Don't know that one Xenon.....

Cheech and Chong...up in smoke

" You wanna get high man? 
Pedro: Does Howdy Doody got wooden Balls man? "


----------



## golfer931 (Feb 26, 2003)

"hhhaaa... you hit that guy!"

"hey shouldnt of been standin' there"

- happy gilmore

"african tigerfish... thats an 800 dollar fish."

"try a grand"

"you over paid, haha"

-deuce bigalow


----------



## jackburton (Nov 25, 2003)

predator -[dutch]- been pushing to many pencils dillon


----------



## jackburton (Nov 25, 2003)

darth vader -[YOU DONT NO THE POWER OF THE DARK SIDE]-


----------



## deadhead (Dec 29, 2003)

Are you quitting on me? Well, are you? Then quit, you slimy f*cking walrus-looking piece of sh*t. Get the f*ck off of my obstacle. Get the f*ck down off of my obstacle. Now. Move it. I'm going to rip your balls off, so you cannot contaminate the rest of the world. I will motivate you, Private Pyle, if it short-dicks every cannibal on the Congo.

I am finding some good ones...!!!!!


----------



## MR HARLEY (Aug 12, 2003)

Radio? Who needs a radio?
Jim Carry

Are those your skies ?...........Uh YEA.........Both of them? 
Harry from Dumb and Dumber

Wait Are you guys brothers ..............NO.........................YES !!!!!!!!!!!!!!!!!
Night at the Roxbury

Hey Tommie go get ya fuckin shine box.
Good Fellas

Did you see that Handcannon that he fired at us ?
Pulp Fiction


----------



## StuartDanger (Aug 7, 2003)

The path of the righteous man is beset on all sides by the inequities of the selfish and the tyranny of evil men.
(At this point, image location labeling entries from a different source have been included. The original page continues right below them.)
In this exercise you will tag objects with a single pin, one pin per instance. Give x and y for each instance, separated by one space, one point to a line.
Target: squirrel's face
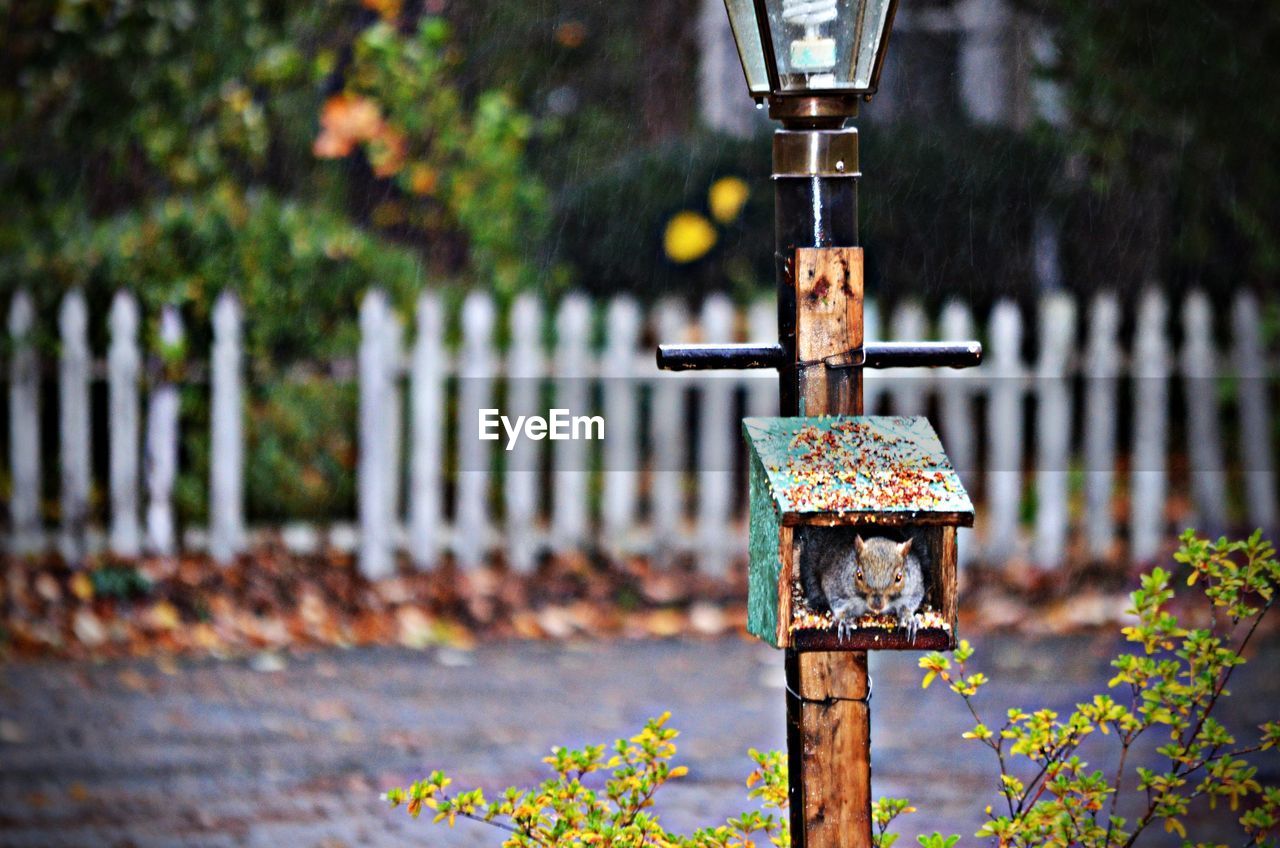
880 587
880 570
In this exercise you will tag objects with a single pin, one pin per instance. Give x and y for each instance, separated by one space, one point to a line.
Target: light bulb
813 53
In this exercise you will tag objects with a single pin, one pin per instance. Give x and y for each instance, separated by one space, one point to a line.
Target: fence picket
874 382
1148 481
374 465
762 390
667 498
568 456
1203 434
123 366
525 368
1256 431
620 414
393 360
1101 407
1005 432
1052 428
909 384
73 415
716 441
24 428
475 392
163 443
426 433
227 434
955 405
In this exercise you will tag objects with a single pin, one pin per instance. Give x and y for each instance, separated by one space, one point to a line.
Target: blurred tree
1174 114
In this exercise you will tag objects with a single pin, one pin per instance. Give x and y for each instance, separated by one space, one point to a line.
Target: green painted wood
855 469
766 562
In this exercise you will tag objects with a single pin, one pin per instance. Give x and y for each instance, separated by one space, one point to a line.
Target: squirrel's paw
909 621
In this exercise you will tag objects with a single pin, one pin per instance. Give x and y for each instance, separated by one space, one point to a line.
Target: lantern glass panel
746 35
828 45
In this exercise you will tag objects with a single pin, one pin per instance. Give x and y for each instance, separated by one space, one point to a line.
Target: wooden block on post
828 324
830 739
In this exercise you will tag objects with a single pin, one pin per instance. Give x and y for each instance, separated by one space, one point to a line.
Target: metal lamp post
813 62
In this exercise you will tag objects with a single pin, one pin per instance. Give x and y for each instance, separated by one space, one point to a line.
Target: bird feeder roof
856 470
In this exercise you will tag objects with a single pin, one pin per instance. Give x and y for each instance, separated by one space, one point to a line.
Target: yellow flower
726 197
689 236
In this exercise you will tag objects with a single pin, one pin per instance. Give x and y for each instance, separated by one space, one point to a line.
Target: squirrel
873 575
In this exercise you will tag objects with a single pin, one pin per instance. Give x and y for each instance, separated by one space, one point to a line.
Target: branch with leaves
1174 680
1174 683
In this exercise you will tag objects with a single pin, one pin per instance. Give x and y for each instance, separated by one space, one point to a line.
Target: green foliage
1173 684
119 582
1174 118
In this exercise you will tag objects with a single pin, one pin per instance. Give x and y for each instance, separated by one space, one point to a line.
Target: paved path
250 753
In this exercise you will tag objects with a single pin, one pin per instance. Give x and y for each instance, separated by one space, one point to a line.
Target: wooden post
27 536
828 715
161 443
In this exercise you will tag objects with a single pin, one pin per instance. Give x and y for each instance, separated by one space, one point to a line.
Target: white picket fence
668 491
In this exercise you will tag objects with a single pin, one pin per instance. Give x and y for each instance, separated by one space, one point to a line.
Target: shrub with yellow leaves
612 808
688 237
1173 684
1170 685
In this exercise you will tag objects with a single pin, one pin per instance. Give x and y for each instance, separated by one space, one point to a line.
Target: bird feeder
850 477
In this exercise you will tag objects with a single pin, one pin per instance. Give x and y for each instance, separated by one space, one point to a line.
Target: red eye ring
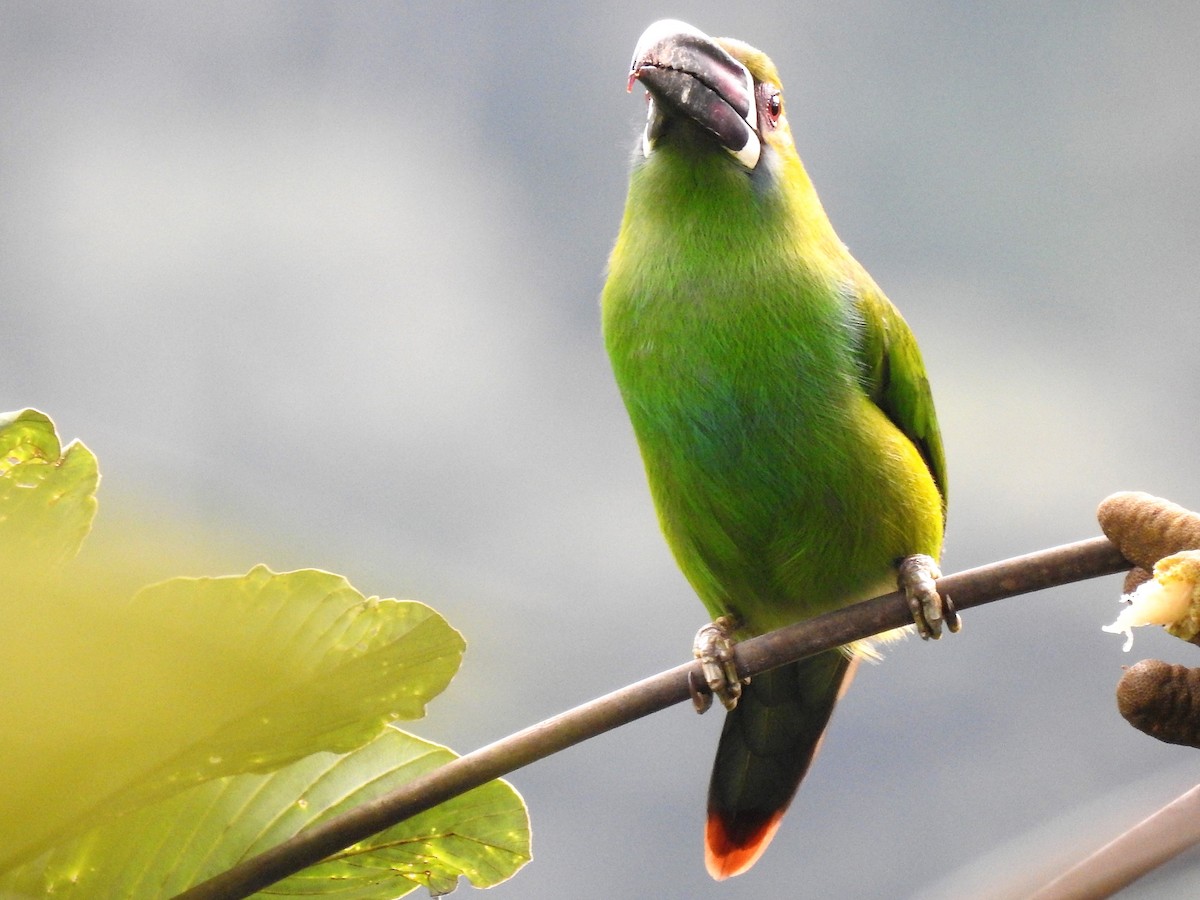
774 105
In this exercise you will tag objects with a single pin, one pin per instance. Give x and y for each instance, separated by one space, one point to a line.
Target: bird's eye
774 106
772 102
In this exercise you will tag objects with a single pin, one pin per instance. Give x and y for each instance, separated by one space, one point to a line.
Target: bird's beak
689 75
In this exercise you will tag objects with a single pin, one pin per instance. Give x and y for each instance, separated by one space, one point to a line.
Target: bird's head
717 94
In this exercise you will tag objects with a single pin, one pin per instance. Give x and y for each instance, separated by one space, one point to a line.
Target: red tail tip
732 847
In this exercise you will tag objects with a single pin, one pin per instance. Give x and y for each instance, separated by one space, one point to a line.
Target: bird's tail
767 745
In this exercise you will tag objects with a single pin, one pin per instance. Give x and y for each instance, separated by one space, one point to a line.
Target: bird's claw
714 649
930 610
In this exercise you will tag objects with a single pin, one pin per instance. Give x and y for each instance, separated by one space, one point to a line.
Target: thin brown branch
1020 575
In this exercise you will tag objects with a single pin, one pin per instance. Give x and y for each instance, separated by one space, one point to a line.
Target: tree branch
1147 845
975 587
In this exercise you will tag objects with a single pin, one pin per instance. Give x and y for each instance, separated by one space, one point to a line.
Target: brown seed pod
1147 528
1162 701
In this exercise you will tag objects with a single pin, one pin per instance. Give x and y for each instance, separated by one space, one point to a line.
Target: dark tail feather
767 745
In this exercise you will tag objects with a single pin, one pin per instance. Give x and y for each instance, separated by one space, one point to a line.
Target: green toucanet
779 401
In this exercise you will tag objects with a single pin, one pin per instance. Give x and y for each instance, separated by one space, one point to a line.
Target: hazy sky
318 283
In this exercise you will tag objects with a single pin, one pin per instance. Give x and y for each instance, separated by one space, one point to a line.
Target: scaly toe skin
930 611
714 649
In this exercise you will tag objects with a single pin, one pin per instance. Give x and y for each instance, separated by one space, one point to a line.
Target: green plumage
779 401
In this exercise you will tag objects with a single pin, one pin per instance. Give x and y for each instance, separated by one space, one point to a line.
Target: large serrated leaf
47 493
163 849
112 705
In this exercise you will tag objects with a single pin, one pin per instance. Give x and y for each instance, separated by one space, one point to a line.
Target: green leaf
112 705
175 844
47 495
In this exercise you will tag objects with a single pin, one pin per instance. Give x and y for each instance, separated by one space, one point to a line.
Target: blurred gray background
318 283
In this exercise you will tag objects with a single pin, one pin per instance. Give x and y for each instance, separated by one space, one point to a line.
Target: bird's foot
930 610
714 649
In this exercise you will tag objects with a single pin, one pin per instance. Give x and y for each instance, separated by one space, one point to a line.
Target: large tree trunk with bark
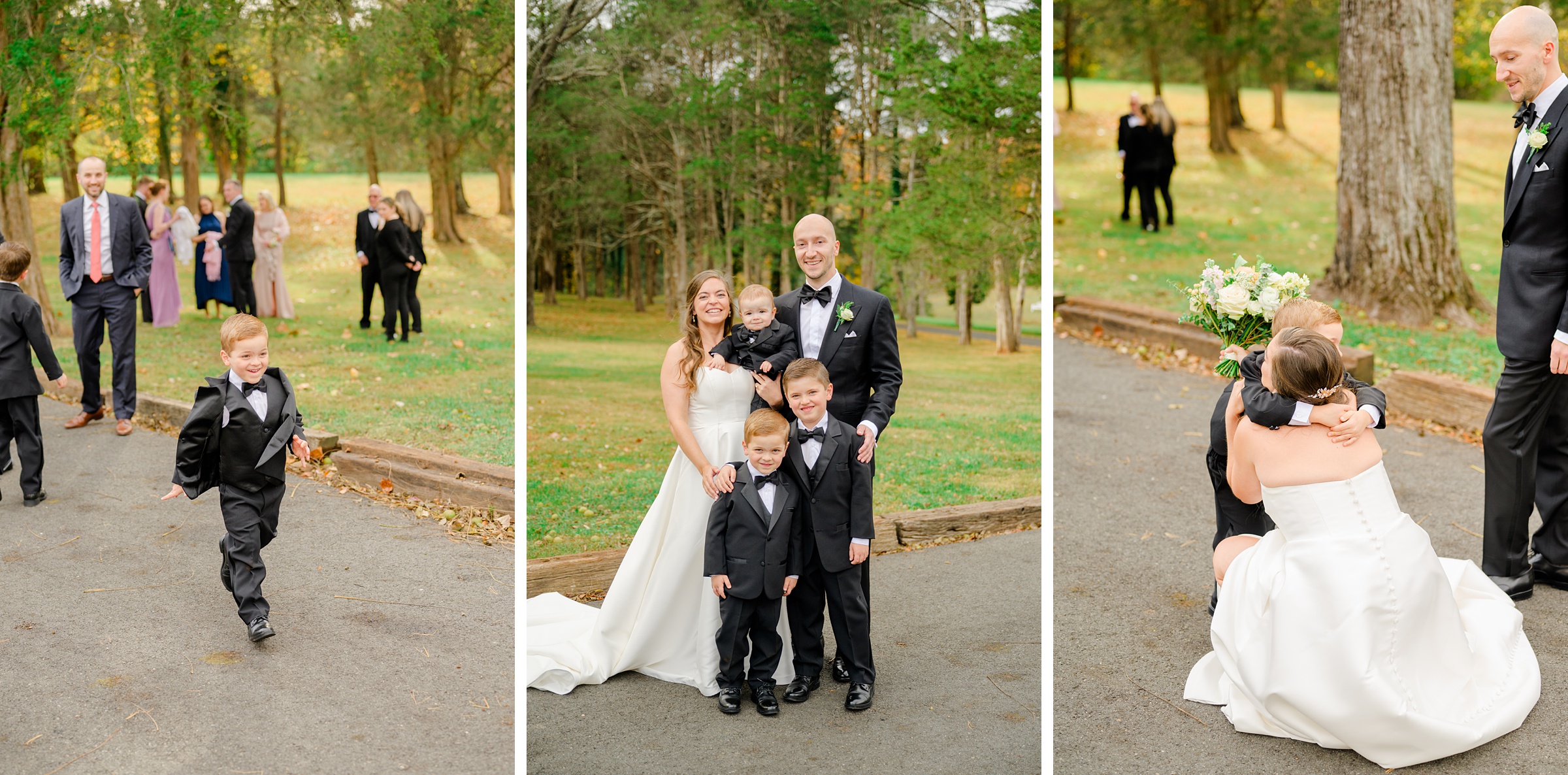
1396 255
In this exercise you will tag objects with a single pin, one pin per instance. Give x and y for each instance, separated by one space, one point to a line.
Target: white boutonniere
1537 139
844 314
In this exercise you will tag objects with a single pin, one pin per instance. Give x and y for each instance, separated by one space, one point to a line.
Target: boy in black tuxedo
234 440
22 325
1272 410
759 342
753 561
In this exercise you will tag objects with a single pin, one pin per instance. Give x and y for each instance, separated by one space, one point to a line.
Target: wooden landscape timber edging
592 572
1161 327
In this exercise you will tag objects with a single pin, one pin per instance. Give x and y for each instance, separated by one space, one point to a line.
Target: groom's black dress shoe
767 705
1546 572
860 697
1517 587
802 687
841 670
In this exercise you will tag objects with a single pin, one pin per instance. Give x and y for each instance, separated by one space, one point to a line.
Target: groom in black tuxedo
1526 435
852 331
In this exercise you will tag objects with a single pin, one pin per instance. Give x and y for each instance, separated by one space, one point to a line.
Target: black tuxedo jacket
838 495
753 546
209 454
861 355
129 247
22 325
1533 288
775 344
239 233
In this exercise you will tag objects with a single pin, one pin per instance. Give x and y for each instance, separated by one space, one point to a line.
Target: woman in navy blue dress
208 289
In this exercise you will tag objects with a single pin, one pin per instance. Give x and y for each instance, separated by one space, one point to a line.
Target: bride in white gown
1343 627
659 616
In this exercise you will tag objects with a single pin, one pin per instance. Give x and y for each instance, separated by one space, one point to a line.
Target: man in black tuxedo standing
104 261
1128 150
852 331
239 247
366 228
1526 433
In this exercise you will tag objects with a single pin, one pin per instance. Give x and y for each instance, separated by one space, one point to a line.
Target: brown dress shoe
84 418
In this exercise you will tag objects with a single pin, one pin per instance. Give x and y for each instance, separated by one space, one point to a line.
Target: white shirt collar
1545 99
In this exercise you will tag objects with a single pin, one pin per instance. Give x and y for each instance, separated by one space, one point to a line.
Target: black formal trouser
20 421
1526 452
413 300
240 286
95 306
749 627
394 297
849 612
252 523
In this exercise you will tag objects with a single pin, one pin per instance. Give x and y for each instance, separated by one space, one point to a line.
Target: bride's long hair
692 335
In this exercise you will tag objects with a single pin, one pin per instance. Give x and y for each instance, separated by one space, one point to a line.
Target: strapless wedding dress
1346 629
659 616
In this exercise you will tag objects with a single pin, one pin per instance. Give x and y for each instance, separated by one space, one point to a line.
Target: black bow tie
824 294
802 435
1525 116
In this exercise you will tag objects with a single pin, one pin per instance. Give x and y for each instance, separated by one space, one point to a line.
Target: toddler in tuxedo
22 327
237 438
751 557
1272 410
759 342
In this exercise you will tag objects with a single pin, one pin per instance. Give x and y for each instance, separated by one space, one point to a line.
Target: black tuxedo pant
242 288
847 609
20 421
749 627
1526 452
95 306
252 523
369 278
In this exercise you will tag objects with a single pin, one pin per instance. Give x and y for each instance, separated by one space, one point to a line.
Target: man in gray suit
104 261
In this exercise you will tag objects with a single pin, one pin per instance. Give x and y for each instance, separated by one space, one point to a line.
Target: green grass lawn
451 389
966 427
1274 201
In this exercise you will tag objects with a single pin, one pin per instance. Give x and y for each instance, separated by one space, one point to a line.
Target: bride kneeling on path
1343 627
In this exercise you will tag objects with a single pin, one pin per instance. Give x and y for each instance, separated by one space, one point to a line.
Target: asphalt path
159 675
1134 521
955 631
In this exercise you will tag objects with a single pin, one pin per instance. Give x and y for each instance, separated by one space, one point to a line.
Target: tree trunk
1396 253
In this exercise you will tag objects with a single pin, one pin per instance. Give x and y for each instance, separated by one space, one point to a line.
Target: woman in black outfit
1167 143
396 250
414 218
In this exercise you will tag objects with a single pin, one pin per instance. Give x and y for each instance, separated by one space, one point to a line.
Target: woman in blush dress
216 289
272 229
163 284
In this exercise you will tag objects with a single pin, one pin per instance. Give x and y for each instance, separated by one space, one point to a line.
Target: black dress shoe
860 697
802 687
841 670
225 569
261 629
767 705
1546 572
1517 587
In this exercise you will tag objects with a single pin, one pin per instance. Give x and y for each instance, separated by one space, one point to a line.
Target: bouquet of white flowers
1237 305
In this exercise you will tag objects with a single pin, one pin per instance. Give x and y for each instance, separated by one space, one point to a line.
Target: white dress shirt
811 449
814 322
106 259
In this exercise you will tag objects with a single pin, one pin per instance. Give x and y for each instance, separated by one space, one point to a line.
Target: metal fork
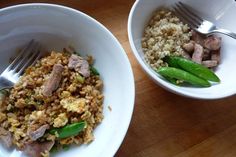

Blessed is he, who in the name of charity and good will, shepherds the weak through the valley of darkness, for he is truly his brother's keeper and the finder of lost children. And I will strike down upon thee with great vengeance and furious anger those who would attempt to poison and destroy my brothers. And you will know my name is the Lord when I lay my vengeance upon thee. 
pulp fiction

Vincent Vega: Man, I shot Marvin in the face.
pulp fiction


----------



## MR HARLEY (Aug 12, 2003)

"Women pay me to give them Pleasure"

Have to make P P

Duece Bigalow :laugh:

Dont any of you have the guts to fight for blood.................? Well I'll be your huckleberry.....................Say when?

Val Kilmer .........Tombstone


----------



## sprinter78 (Nov 24, 2003)

Hey f**k ass, get me a beer
- Boondock Saints


----------



## Xenon (Nov 15, 2002)

deadhead said:


> Don't know that one Xenon.....
> 
> Cheech and Chong...up in smoke
> 
> ...


 dude.... BIG LEBOWSI?

good lord and I thought you were a fan!

"My dirty undies dude..... the whites!"


----------



## deadhead (Dec 29, 2003)

Why, it's the drunk piano player. You're so drunk, you can't hit nothin'. In fact, you're probably seeing double. 
[Billy Clanton draws a knife, and Doc Holliday takes out a second gun] 
Doc Holliday: I have two guns, one for each of ya.

Tombstone


----------



## deadhead (Dec 29, 2003)

Xenon, it gives me a reason to watc it again!!!!


----------



## MR.FREEZ (Jan 26, 2004)

fear and loathing in las vegas

"like a midget at a urinal i knew i was going to have to be on my toes"


----------



## mbraun15 (Feb 23, 2003)

All you motherf---ers are gonna pay. You are the ones who are the ball-lickers. We're gonna f--- your mothers while you watch and cry like little bitches. Once we get to Hollywood and find those Miramax f---s who are making that movie, we're gonna make 'em eat our sh--, then sh-- out our sh--, then eat their sh-- which is made up of our sh-- that we made 'em eat. Then you're all you motherf---s are next. Love, Jay and Silent Bob.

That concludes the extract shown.